Kainer: Wir erzählen erst eine halbe Stunde, wie es bei uns in der Klinik aussieht, und zeigen Bilder. Eine Hebamme ist dabei, die man direkt fragen kann. Wenn sich 80 Frauen eingeloggt haben, bekommt man in der Regel 50 bis 70 Fragen. Viele trauen sich offenbar eher Fragen zu stellen, wenn sie zu Hause vor dem Bildschirm sitzen.
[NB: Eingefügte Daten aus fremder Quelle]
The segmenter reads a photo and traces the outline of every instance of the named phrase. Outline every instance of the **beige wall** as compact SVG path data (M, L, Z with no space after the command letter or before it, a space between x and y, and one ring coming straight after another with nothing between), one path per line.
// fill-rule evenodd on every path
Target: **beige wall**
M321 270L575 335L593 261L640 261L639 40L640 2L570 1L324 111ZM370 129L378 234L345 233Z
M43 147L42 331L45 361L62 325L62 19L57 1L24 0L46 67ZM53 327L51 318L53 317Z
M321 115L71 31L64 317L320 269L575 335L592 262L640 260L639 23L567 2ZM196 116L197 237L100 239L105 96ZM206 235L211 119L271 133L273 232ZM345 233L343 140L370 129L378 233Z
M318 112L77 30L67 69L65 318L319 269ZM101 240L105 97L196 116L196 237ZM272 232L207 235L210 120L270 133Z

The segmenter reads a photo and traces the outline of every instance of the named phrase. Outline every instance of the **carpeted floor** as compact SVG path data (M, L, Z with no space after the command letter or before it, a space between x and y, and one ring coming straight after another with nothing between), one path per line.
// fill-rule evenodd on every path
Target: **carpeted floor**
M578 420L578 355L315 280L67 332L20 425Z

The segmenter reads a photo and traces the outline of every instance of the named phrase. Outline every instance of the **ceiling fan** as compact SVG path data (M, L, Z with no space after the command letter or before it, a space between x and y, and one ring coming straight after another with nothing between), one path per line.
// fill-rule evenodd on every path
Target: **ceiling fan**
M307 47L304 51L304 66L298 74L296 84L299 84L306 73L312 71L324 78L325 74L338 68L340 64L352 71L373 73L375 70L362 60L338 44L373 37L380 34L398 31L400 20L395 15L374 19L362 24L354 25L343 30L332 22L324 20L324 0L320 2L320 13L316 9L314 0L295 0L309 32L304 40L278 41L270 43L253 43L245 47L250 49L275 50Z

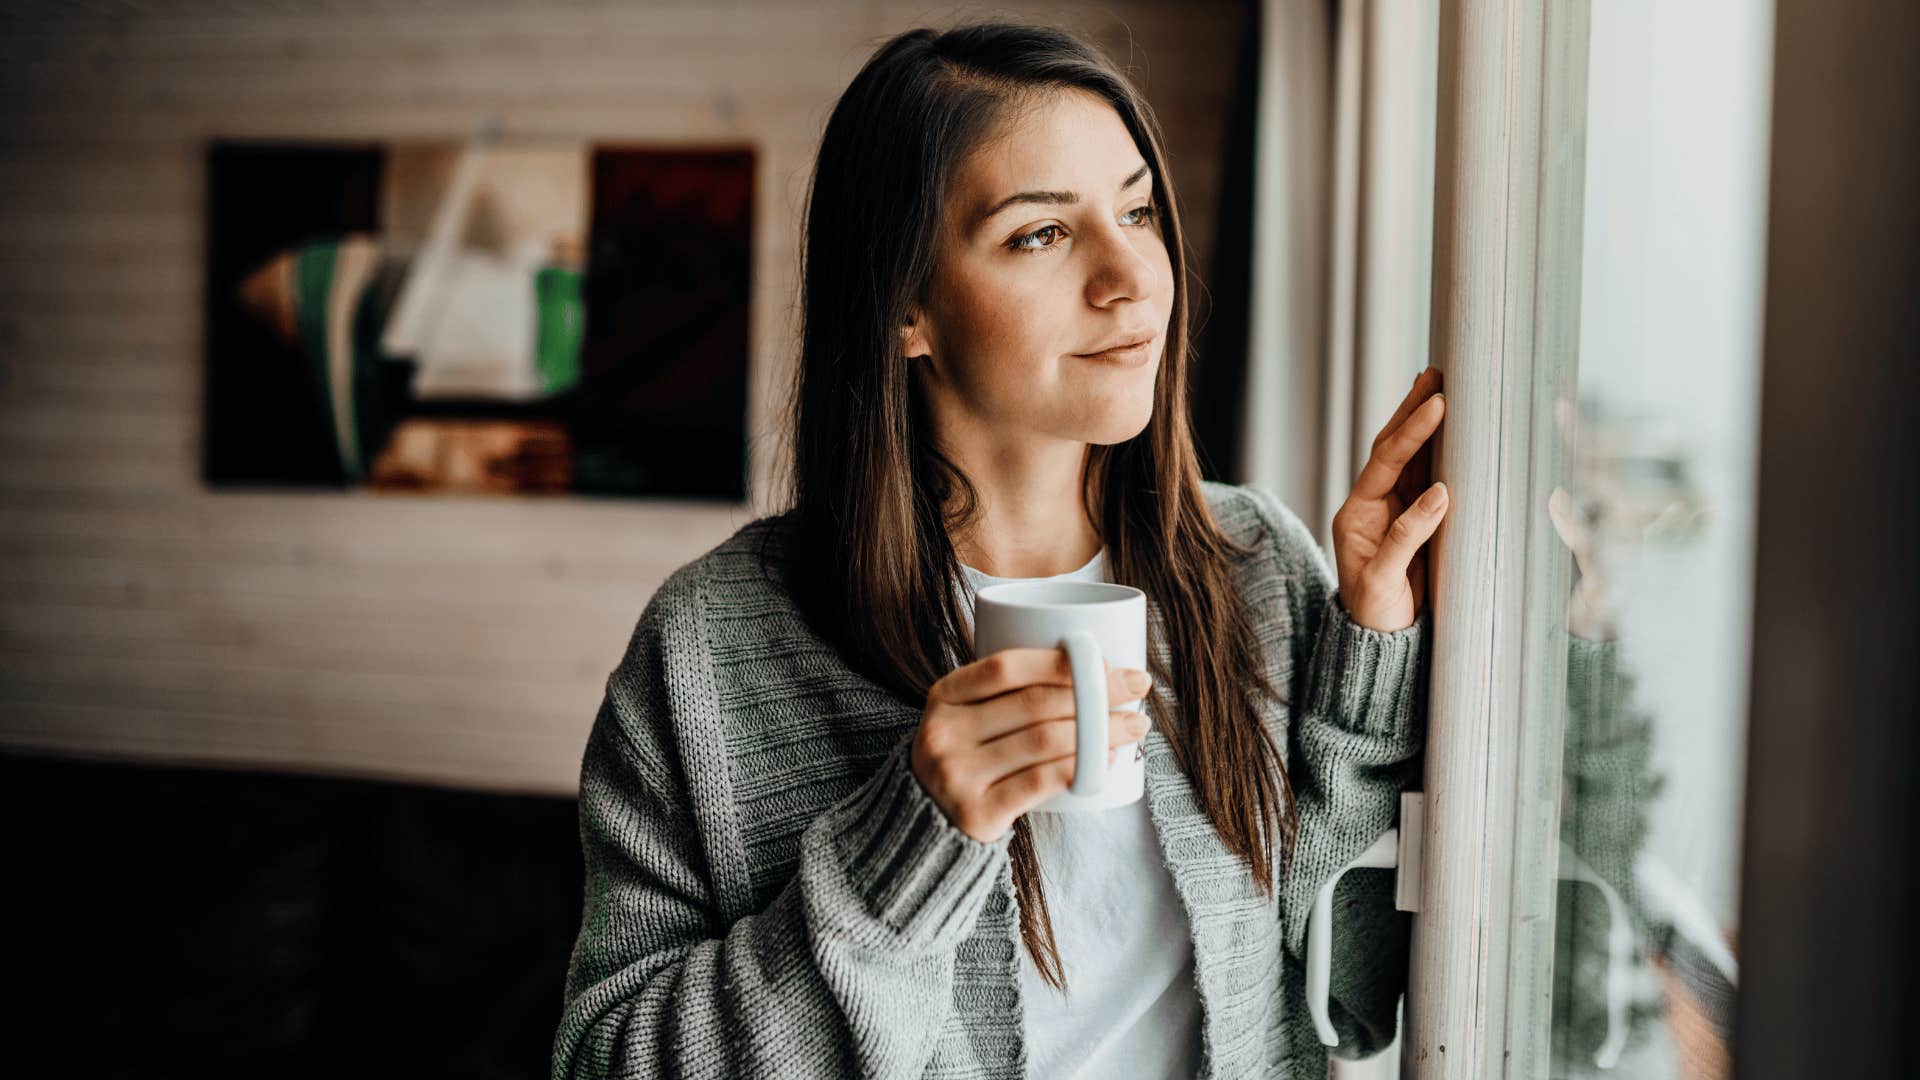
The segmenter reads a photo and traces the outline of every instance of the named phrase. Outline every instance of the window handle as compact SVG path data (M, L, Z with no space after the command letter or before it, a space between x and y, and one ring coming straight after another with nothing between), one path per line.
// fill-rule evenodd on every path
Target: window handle
M1420 910L1420 838L1424 828L1425 804L1420 792L1400 796L1400 827L1380 834L1373 845L1352 862L1341 867L1314 894L1313 910L1307 915L1307 1012L1314 1030L1327 1046L1340 1045L1333 1030L1327 998L1333 970L1333 889L1349 870L1393 870L1393 906L1400 911ZM1627 1044L1628 981L1633 963L1633 925L1627 920L1627 907L1620 894L1606 879L1574 855L1563 842L1558 876L1566 881L1591 885L1606 901L1607 928L1607 1037L1594 1053L1594 1064L1611 1069L1620 1061Z
M1581 861L1563 840L1560 843L1560 880L1577 881L1600 890L1607 902L1607 1037L1594 1051L1593 1063L1611 1069L1620 1061L1627 1046L1627 1000L1632 994L1628 980L1633 968L1633 924L1627 921L1627 905L1605 878Z
M1380 834L1373 846L1341 867L1314 894L1313 910L1307 913L1307 1012L1313 1028L1327 1046L1339 1046L1340 1036L1333 1030L1328 1014L1327 994L1333 970L1333 887L1349 870L1394 870L1393 906L1400 911L1420 910L1420 838L1424 815L1421 793L1400 794L1400 827Z

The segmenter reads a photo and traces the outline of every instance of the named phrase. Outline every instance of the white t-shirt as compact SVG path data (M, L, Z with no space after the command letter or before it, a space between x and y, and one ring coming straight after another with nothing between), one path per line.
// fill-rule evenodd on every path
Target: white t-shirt
M1106 581L1106 556L1102 548L1080 569L1050 578L962 569L975 590L1006 581ZM970 592L961 608L971 619ZM1200 1071L1200 999L1193 932L1147 800L1110 810L1030 814L1027 821L1067 982L1063 998L1040 978L1025 945L1017 950L1028 1075L1194 1076Z

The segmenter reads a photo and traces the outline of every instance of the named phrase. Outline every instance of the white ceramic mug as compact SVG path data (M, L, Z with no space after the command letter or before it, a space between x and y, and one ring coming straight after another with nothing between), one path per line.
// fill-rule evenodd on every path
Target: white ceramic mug
M1109 766L1107 712L1133 709L1140 699L1109 705L1106 669L1146 670L1147 594L1100 581L988 585L974 596L973 653L987 657L1014 648L1064 648L1073 669L1073 786L1034 810L1104 810L1137 801L1147 787L1140 744L1122 744Z

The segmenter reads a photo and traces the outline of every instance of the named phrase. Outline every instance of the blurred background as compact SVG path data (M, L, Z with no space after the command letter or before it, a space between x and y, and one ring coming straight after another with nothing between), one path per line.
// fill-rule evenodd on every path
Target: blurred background
M1915 571L1863 539L1914 516L1880 450L1916 415L1916 88L1882 62L1910 13L16 3L0 792L28 1064L546 1075L607 676L653 589L779 504L828 111L888 36L986 17L1086 34L1158 114L1210 478L1271 487L1330 556L1379 426L1446 372L1436 625L1477 644L1436 657L1426 786L1471 788L1482 824L1448 835L1498 858L1416 927L1474 935L1500 989L1416 944L1405 1030L1471 1000L1499 1049L1342 1080L1719 1078L1736 1044L1739 1075L1805 1075L1849 1059L1762 1053L1769 1019L1920 1007L1875 990L1916 940L1887 921ZM1859 963L1779 944L1816 926Z
M0 12L0 790L59 821L10 832L61 1072L546 1074L581 748L769 505L828 111L996 12L1130 66L1213 281L1251 3Z

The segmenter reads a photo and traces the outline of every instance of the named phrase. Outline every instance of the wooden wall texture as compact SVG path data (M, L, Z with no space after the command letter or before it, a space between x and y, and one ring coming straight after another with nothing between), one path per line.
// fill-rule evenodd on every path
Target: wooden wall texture
M640 609L770 505L800 200L886 36L1092 34L1159 111L1204 280L1249 5L10 4L0 15L0 747L571 794ZM212 138L759 152L754 501L210 492Z

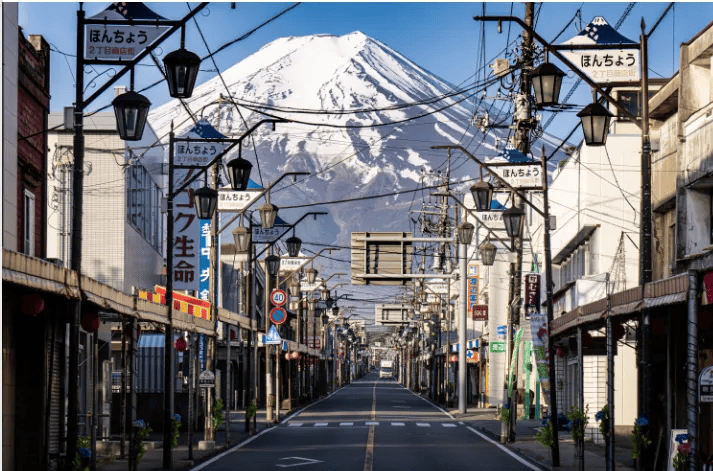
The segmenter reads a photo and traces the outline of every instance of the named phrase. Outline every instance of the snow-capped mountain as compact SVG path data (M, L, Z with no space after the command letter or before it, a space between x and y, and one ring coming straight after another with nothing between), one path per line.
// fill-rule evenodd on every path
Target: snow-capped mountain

Wir wollen den Online-Infoabend auf jeden Fall beibehalten, auch wenn es wieder Präsenzveranstaltungen gibt, die ebenfalls extrem wichtig sind. Wir sind sehr froh, dass die Online-Infoabende von den Schwangeren so gut angenommen werden.

Werdenden Müttern die Angst nehmen

Haben viele Schwangere Angst, in einer Klinik ihr Kind zur Welt zu bringen?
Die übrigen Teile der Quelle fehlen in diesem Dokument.